Committee I, on questions relating to security in Europe, was responsible for considering and stating those ‘basic principles which each participating State is to respect and apply in its relations with all other participating States, irrespective of their political, economic or social systems, in order to ensure the peace and security of all participating States’. In addition, it was to study proposals for a method for the peaceful settlement of disputes among participating States. Finally, it had to submit to the Conference appropriate proposals on measures such as the prior notification of major military manoeuvres and the exchange of observers by invitation at military manoeuvres under mutually acceptable conditions. Two subcommittees were assigned, respectively, to the Decalogue of principles and to confidence-building measures, while a special working party was set up to study a Swiss draft text on the peaceful settlement of disputes.


Committee II was to be responsible for drawing up a draft final document/documents containing guidelines and practical recommendations which could stimulate common efforts for increased cooperation in the fields of economics, science and technology and the environment. Assisted by five subcommittees, it would consider the following questions: commercial exchanges, industrial cooperation and projects of common interest, science and technology, environment and cooperation in other areas (transport, tourism, migrant labour, training of personnel).

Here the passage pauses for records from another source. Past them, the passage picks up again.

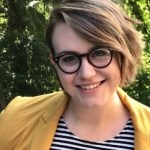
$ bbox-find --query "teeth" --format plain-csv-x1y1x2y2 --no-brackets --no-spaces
80,82,100,90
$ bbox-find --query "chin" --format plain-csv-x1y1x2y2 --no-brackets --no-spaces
80,98,106,108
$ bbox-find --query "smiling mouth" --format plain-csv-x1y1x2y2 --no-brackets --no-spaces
78,80,105,90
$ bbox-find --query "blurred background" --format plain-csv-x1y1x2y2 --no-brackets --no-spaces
0,0,150,111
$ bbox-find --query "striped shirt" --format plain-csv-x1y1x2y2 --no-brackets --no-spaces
50,117,134,150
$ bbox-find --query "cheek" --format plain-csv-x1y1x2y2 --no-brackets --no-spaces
56,69,74,88
112,64,121,85
108,58,121,83
113,54,122,77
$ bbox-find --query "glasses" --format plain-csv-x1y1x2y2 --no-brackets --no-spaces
53,47,113,74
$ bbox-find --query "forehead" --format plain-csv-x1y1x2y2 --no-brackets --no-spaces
52,23,93,54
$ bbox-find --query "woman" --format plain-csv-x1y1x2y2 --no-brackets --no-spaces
0,0,150,149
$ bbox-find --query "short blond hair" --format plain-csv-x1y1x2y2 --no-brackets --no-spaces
46,0,144,86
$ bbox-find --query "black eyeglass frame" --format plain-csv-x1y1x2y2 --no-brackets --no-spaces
53,47,113,74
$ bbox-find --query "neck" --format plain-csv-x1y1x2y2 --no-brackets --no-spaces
63,92,130,142
63,92,129,126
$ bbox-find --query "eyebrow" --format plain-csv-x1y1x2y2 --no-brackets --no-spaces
55,50,80,56
55,45,98,57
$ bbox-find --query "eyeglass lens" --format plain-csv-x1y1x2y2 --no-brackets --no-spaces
55,48,112,74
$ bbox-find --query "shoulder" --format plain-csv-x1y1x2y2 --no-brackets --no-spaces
0,91,66,120
117,88,150,135
128,99,150,139
0,91,68,147
117,87,150,116
123,91,150,119
0,91,68,131
129,98,150,122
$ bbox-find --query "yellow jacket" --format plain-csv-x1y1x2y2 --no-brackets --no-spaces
0,88,150,150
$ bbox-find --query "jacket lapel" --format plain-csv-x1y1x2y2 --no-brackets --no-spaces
134,131,150,150
117,88,150,150
30,91,69,150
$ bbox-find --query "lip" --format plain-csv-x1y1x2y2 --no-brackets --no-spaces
77,80,105,93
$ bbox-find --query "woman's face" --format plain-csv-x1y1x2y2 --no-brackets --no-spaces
51,23,121,108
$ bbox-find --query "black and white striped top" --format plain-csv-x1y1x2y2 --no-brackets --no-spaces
50,117,134,150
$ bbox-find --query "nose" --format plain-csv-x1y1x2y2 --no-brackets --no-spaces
77,57,96,79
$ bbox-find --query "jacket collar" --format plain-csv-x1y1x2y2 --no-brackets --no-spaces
117,88,150,149
117,88,150,136
42,91,69,123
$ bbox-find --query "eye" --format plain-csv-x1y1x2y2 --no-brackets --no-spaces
90,48,111,59
59,54,79,65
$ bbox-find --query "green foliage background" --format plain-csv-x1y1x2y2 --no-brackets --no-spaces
0,0,150,110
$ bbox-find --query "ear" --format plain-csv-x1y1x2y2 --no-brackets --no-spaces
50,54,57,68
49,54,55,65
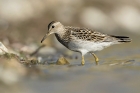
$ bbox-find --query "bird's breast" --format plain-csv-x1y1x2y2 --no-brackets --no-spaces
55,34,69,48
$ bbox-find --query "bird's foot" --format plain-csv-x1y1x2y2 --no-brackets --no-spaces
81,56,85,65
91,53,99,65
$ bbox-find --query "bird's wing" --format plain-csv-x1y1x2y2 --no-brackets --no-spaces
67,27,110,42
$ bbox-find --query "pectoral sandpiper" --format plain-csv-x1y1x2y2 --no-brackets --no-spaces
41,21,131,65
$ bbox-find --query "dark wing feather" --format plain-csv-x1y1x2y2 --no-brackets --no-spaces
111,35,131,42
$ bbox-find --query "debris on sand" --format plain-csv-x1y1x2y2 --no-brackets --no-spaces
0,42,9,55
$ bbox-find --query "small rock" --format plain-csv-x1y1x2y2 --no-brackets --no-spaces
56,57,70,65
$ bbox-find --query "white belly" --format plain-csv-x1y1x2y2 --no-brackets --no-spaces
68,40,113,53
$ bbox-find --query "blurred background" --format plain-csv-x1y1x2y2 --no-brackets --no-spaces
0,0,140,45
0,0,140,93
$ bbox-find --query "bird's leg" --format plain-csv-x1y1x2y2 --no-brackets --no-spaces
91,53,99,65
81,56,85,65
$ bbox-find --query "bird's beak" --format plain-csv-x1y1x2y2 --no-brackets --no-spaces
41,33,50,43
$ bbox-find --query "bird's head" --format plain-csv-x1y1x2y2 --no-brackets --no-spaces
41,21,64,43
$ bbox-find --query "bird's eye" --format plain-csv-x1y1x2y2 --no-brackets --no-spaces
52,25,55,28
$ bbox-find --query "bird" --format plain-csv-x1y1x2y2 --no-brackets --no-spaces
41,21,131,65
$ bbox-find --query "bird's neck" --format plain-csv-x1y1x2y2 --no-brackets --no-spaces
55,27,66,38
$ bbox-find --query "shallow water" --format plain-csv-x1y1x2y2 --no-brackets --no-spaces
19,37,140,93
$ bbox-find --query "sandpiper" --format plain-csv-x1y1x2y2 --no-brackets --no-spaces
41,21,131,65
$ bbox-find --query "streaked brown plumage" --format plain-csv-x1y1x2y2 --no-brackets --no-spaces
41,21,131,65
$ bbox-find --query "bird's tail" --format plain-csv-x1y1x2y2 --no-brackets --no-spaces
111,35,131,43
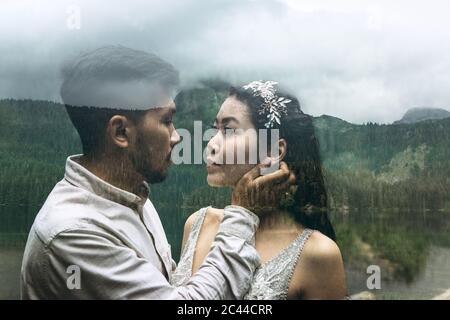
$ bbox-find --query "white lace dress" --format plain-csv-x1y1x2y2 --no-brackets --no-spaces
171,207,314,300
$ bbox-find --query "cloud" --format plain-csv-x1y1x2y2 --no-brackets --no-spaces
1,0,450,123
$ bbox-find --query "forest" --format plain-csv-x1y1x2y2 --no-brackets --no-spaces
1,85,449,282
1,85,449,231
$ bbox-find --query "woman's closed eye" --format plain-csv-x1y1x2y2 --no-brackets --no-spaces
224,127,237,134
209,121,239,135
209,124,235,134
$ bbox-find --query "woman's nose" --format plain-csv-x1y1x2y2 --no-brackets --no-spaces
207,134,221,156
207,141,218,156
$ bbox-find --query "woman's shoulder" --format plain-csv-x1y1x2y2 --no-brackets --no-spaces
182,207,210,251
183,207,206,233
183,207,223,235
302,230,343,264
204,207,224,225
290,230,347,299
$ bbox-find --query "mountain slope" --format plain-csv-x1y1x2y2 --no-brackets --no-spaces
394,107,450,124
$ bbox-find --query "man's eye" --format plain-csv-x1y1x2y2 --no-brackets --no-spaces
163,118,173,125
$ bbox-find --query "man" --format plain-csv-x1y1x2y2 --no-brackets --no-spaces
20,46,293,299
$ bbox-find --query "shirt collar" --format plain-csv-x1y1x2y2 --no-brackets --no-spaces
64,154,150,210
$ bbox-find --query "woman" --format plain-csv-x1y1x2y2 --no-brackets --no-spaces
172,81,347,299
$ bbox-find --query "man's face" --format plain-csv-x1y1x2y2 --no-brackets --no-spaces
129,99,181,184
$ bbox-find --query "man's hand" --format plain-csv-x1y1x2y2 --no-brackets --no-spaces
231,161,296,214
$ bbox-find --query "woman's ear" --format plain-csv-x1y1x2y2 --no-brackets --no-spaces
260,139,287,175
277,138,287,162
261,139,287,168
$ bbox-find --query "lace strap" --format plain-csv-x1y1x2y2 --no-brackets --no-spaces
171,207,209,287
180,207,208,263
283,228,314,298
245,228,314,300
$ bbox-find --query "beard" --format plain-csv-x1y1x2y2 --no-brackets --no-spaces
130,133,170,184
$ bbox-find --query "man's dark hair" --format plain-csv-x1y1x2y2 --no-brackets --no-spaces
60,45,179,156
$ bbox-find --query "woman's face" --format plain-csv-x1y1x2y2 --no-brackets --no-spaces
206,96,258,187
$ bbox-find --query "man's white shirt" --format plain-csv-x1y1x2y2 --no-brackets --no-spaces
20,155,260,299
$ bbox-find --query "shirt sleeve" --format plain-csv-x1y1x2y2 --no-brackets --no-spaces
43,205,260,300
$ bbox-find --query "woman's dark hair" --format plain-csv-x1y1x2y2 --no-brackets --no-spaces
229,85,336,241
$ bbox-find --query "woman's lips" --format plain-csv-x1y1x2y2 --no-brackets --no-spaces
206,163,222,172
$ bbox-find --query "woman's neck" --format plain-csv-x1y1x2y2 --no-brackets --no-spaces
256,208,301,234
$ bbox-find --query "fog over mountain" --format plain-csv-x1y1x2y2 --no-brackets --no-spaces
394,107,450,124
1,0,450,123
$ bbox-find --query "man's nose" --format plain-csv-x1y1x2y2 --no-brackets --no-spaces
170,128,181,147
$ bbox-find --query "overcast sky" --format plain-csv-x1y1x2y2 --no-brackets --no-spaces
1,0,450,123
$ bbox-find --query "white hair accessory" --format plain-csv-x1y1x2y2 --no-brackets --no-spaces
242,80,291,128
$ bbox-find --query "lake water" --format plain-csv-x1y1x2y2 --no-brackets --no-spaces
1,209,449,300
332,209,450,299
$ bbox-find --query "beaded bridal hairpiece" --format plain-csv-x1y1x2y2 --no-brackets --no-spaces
242,80,292,128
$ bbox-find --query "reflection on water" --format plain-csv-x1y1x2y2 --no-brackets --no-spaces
346,245,450,299
1,209,449,299
332,209,450,299
0,246,23,300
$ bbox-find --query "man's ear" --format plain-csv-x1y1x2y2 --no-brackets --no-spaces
107,115,135,149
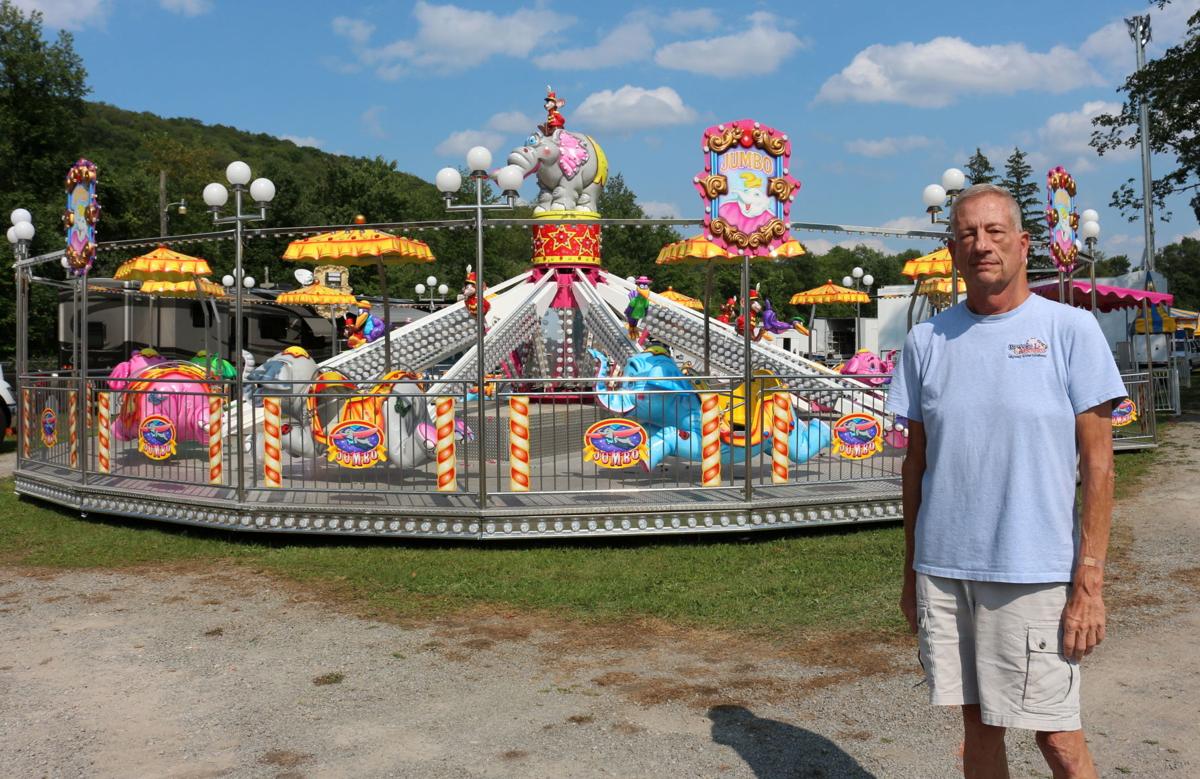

Assisted by four subcommittees, Committee III was instructed to review all possibilities of cooperation conducive to creating better conditions for increased cultural and educational exchanges, for broader dissemination of information, for contacts between people, and for the solution of humanitarian problems.


In considering questions covered by their initial mandate, both Committee I and Committee II were to bear in mind the relationship which existed between their fields of cooperation in Europe and in the Mediterranean area. The question of Mediterranean cooperation would, finally, form part of the second basket as a separate chapter.